While strong clinical training is the core of the program, research opportunities (both clinical and basic science) abound. Our program is supplemented by the invaluable contribution of Dr. Terete Borras, a world-renowned expert in ocular gene therapy and gene delivery for glaucoma, Dr. Jean-Claude Mwanza (Research Assistant Professor in Glaucoma Diagnostic and Epidemiology Research) and Dr. Emily Gower (Associate Professor of Ocular Epidemiology).
The fellow will assist in pediatric glaucoma clinical and surgical care under the mentorship of Dr. Klifto and the Division of Pediatric & Strabismus Surgery’s Michelle Go, MD, MS. Training takes place primarily at the UNC Kittner Eye Center, with state-of-the-art equipment and electronic medical record. The glaucoma fellow will be trained in the diagnostic modalities of gonioscopy, optic disc evaluation and visual field and nerve fiber layer interpretation.

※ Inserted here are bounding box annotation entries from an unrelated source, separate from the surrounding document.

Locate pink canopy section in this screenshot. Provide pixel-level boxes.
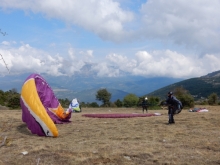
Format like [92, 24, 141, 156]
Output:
[82, 113, 161, 118]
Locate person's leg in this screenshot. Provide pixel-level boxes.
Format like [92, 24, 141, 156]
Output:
[171, 108, 175, 123]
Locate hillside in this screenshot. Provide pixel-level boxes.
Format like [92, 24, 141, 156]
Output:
[147, 71, 220, 99]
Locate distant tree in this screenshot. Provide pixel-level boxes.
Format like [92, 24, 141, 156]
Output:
[123, 93, 139, 107]
[90, 102, 99, 108]
[59, 98, 71, 108]
[114, 99, 123, 107]
[96, 89, 112, 107]
[208, 93, 218, 105]
[173, 87, 195, 107]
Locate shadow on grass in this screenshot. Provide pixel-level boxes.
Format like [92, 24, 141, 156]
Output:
[17, 124, 36, 136]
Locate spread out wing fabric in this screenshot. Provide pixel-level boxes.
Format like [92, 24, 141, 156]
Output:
[20, 74, 71, 137]
[68, 98, 81, 112]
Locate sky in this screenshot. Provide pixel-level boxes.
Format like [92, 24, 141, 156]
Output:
[0, 0, 220, 79]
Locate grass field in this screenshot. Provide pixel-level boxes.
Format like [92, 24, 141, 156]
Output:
[0, 106, 220, 165]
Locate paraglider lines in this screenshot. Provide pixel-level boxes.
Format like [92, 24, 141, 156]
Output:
[0, 54, 10, 73]
[0, 29, 8, 36]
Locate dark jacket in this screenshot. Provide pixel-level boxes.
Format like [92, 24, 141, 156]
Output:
[165, 96, 183, 114]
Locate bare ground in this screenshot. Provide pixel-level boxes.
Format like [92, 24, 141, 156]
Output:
[0, 106, 220, 165]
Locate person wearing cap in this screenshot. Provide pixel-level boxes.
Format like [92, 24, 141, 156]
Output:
[165, 92, 182, 124]
[142, 97, 148, 113]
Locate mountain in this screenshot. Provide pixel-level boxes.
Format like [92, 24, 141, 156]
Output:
[0, 72, 182, 102]
[147, 71, 220, 99]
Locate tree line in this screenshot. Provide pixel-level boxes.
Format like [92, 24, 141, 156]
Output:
[0, 87, 220, 109]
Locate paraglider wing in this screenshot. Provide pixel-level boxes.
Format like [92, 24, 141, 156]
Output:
[20, 74, 71, 137]
[20, 75, 58, 137]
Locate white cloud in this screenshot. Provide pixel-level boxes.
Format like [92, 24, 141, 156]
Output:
[0, 0, 133, 41]
[0, 44, 220, 78]
[140, 0, 220, 52]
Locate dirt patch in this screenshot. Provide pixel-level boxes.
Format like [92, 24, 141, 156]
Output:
[0, 106, 220, 165]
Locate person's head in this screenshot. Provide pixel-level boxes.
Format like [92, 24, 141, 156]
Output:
[167, 91, 173, 97]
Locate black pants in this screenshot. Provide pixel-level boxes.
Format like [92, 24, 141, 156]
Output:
[142, 106, 147, 113]
[168, 107, 175, 124]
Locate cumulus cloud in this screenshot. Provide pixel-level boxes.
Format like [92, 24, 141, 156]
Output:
[0, 0, 133, 41]
[0, 44, 91, 76]
[0, 0, 220, 78]
[103, 50, 220, 78]
[0, 41, 220, 78]
[140, 0, 220, 53]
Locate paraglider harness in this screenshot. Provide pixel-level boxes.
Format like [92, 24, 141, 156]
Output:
[165, 96, 183, 115]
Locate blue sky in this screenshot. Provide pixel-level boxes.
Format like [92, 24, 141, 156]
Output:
[0, 0, 220, 78]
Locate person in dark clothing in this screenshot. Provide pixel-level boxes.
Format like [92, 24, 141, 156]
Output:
[165, 92, 182, 124]
[141, 97, 148, 113]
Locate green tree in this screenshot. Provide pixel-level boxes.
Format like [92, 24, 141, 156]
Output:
[174, 87, 195, 107]
[114, 99, 123, 107]
[90, 102, 99, 108]
[59, 98, 71, 108]
[208, 93, 218, 105]
[96, 89, 112, 107]
[123, 93, 139, 107]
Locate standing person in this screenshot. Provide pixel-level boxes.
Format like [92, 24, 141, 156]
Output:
[142, 97, 148, 113]
[165, 92, 182, 124]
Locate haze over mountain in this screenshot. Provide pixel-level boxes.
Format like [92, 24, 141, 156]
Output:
[148, 71, 220, 99]
[0, 70, 181, 102]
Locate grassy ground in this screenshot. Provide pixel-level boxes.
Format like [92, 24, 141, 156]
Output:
[0, 106, 220, 165]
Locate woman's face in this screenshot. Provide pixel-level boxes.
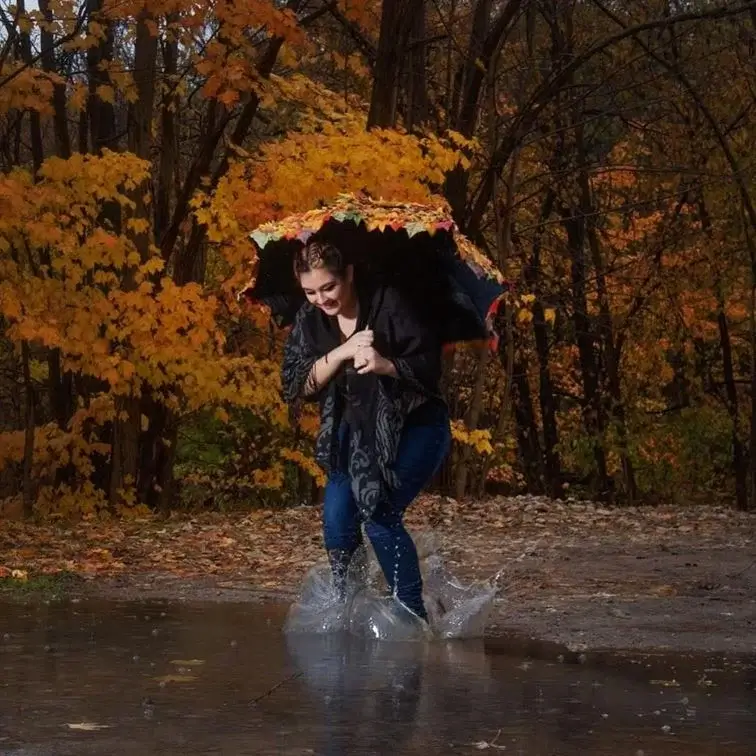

Surgical training will include trabeculectomy with MMC (with and without the Ex-PRESS Glaucoma Filtration Device), glaucoma drainage implants (Ahmed, Baerveldt and ClearPath), cyclophotocoagulation, combined glaucoma and cataract surgery, complex cataract surgery (small pupil, posterior synechiae, pseudoexfoliation, trauma), iris repairs, and minimally invasive glaucoma surgery including, but not limited to, Kahook Dual Blade, Trabectome, iStent, and Hydrus implants. In addition, the fellow will become proficient in laser trabeculoplasty, laser peripheral iridotomy and argon laser peripheral iridoplasty.
The typical one-year fellowship consists of seeing consultation patients with full-time faculty and participating in their surgeries. The fellow will also spend up to one-half day per week supervising residents in a glaucoma and urgent care clinic and will rotate seeing consults with residents.
Weekly Grand Rounds in the Ophthalmology Department are held Wednesday mornings and consist of presentations of interesting cases by residents and fellows with discussion among faculty. The glaucoma fellow will meet on a regular basis with glaucoma faculty and rotating residents to discuss interesting topics and/or journal club articles. Glaucoma Service Rounds are held twice monthly.
The fellow will participate in the teaching of residents and will serve in rotation as faculty-on-call. Each fellow is expected to complete at least one research project (clinical or basic science). The results of the research of every resident and fellow are presented in a two-day program held in the month of June.
The department’s clinical faculty and basic science researchers can serve as a valuable source of ideas and resources for research projects. The department encourages and funds fellows to present their research at an academic meeting such as AAO, ARVO or AGS.
The deadline for applications is October 1st of the year prior to the July 1st starting date for a fellowship.
Fellows must obtain an unrestricted North Carolina state medical license prior to beginning the fellowship. All 3 parts of the USMLE must be passed for the North Carolina medical license.
Salary & Benefits
The UNC Department of Ophthalmology provides funding for this fellowship with salary support, medical malpractice insurance, and health benefits.
Applicants should apply to the SF Match (www.sfmatch.org) and complete the CAS Glaucoma Fellowship application. See SF Match website for deadline.